We begin the week with a look at the poet’s home that has fallen into disrepair and the poet Gabeba Baderoon who has won another award.

Poet’s Historic Home Turned into Parking Lot

The house in the Bakırköy district of Istanbul that once belonged to Cenap Şahabettin the Turkish writer and poet is currently being used as a parking lot. The poet was one of the first to introduce the psychology of self to his work.

The home was where the poet died in 1934, and over the years it has remained empty, eventually falling into a state of disrepair. It is now in such a bad condition that it is believed that it is on the verge of collapsing. The trees in the garden were cut down a while ago. Then the building, which had been abandoned, began to fill with rubbish, before becoming a frequent haunt for drug addicts.

A senior architect who also works as a restorer feels that the street where the house is located gives a real historical texture to the life of the poet. The residence itself is incredibly important to the memory of Istanbul. She believes that the building could be between 100 to 120 years old. She also believes that the city should be looking at ways to preserve the building as some form of cultural institution in honour of the poet.

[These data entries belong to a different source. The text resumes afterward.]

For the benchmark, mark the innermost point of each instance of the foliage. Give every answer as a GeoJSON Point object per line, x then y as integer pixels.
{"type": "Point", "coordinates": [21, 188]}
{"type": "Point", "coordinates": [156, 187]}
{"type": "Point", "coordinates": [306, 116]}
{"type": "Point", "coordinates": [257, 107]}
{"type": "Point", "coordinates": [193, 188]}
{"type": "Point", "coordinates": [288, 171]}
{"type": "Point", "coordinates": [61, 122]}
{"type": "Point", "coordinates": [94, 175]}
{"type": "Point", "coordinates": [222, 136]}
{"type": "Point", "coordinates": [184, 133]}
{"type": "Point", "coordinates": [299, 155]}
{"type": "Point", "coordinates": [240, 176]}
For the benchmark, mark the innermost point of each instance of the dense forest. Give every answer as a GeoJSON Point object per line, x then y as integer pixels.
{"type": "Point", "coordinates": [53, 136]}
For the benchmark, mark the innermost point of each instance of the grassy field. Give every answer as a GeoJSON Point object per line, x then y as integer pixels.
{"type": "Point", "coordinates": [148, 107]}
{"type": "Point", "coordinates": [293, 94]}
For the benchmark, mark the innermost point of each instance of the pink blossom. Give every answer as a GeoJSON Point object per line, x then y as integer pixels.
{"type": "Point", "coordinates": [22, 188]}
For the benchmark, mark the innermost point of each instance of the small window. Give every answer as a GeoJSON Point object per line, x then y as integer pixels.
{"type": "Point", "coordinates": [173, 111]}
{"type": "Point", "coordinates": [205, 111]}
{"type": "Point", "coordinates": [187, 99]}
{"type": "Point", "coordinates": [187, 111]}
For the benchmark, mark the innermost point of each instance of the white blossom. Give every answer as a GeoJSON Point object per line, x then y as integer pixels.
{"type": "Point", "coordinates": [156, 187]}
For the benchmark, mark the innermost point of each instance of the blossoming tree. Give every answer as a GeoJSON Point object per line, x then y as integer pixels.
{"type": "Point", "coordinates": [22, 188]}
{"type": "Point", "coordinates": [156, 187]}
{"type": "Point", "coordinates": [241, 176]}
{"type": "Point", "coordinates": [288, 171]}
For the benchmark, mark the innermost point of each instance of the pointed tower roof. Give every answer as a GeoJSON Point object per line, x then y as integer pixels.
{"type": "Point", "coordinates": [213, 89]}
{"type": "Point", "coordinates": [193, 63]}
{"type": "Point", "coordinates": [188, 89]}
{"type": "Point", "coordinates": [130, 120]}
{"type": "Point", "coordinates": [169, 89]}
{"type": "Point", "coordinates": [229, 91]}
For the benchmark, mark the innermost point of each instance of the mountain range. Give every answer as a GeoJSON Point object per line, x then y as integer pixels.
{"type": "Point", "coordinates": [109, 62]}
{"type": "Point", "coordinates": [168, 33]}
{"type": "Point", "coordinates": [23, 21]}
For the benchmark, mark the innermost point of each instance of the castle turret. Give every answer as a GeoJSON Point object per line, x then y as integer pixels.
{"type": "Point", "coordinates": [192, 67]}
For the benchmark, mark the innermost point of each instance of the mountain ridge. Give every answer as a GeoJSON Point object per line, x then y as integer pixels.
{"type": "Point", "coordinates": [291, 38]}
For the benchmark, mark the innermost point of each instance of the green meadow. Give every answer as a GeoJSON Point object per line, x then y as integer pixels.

It is currently against the law for historical artefacts to be used as any form of parking lot.

The poet was known as one of the most important names in an avant-garde movement of Turkish literature – Servet-i Fünûn. French symbolism was very influential in his work. He spent the last few years of his life living in seclusion in the home where he eventually died.

International Award for Gabeba Baderoon

Poet Gabeba Baderoon

An associate professor, specialising in Gender, Women and sexuality studies in combination with African studies, Gabeba Baderoon has won an international award for “The History of Intimacy”, her latest poetry collection.

This is her third book and was published in South Africa before being published in the USA. The book has already won the Elizabeth Eybers Poetry Prize in 2019 in the same year the University of Johannesburg Prize for South African writing. Now the book has been awarded the National Institute for Humanities and Social Sciences award for best fiction, poetry and short stories.

Baderoon, who was born and raised during the South African apartheid had expected to follow in her mother’s footsteps and become a doctor, but her mother encouraged her to follow her passion – which was for literature.  She has a Bachelors, a masters, and a doctorate in English Literature all from the University of Cape Town. She then moved to America where she has a fellowship from Penn State, the university that she now teaches at.

When she first began writing poetry she did so in English, one of her two main languages – the other is Afrikaans. She has now written several books of poetry a number of which have been nominated for awards. Much of her work is influenced by the South Africa that she grew up in, apartheid and the story of Nelson Mandela.